29 de noviembre de 2010

La sopa


El fin de semana me encontré una Día Siete viejita. Antes, esa revista dominical (que no dominguera) tenía un aspecto agradable, pero ahora (supongo que gracias a la crisis) está llena de anuncios y no me inspira mucho. Sin embargo, el contenido se mantiene superior a la forma. Pero ese no es el punto, estimado lector. Resulta que, mientras hojeaba el ejemplar, apareció ante mí un artículo de Carmen Boullosa.

En él, la escritora habla de la sopa, sus orígenes, sus formas, y luego deriva en cuestiones sociales que ya me da un poco de hueva describir. La sopa. La sopa. La sopa...

Cuando yo era un mozuelo, mis padres trabajaban (hoy están felizmente jubilados) y no tenían tiempo de pasar por mí a la hora de la salida. Afortunadamente para ellos, la escuela contaba con el servicio de medio internado; había maestras que nos guiaban con las tareas y, por supuesto, un comedor.

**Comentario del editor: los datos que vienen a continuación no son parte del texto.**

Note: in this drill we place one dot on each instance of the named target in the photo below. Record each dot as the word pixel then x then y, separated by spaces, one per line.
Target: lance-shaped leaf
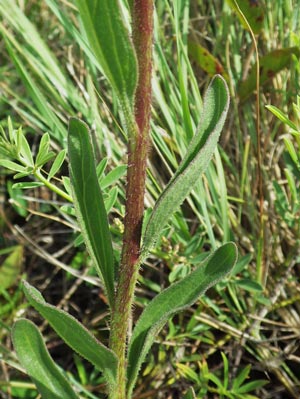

Una de las exquisiteces más reconocidas de la señora que intentaba cocinar todos los días era la sopa de lentejas. Usted no lo imagina, pero cuando se corría el chisme de que servirían eso, tanto mis compañeros como yo temblábamos de terror. Junto con la olla que la contenía venían consecuencias terribles: regaños por no querer entrarle al manjar, vómitos espontáneos por tan solo olerlo y berrinches épicos que terminaban en un "tápate la nariz y fondeala".

Dice Boullosa que la sopa debe ser un plato vigorizante. Creo que si ella hubiera sufrido como yo, se contestaría a sí misma: "vigorizamesta, güey".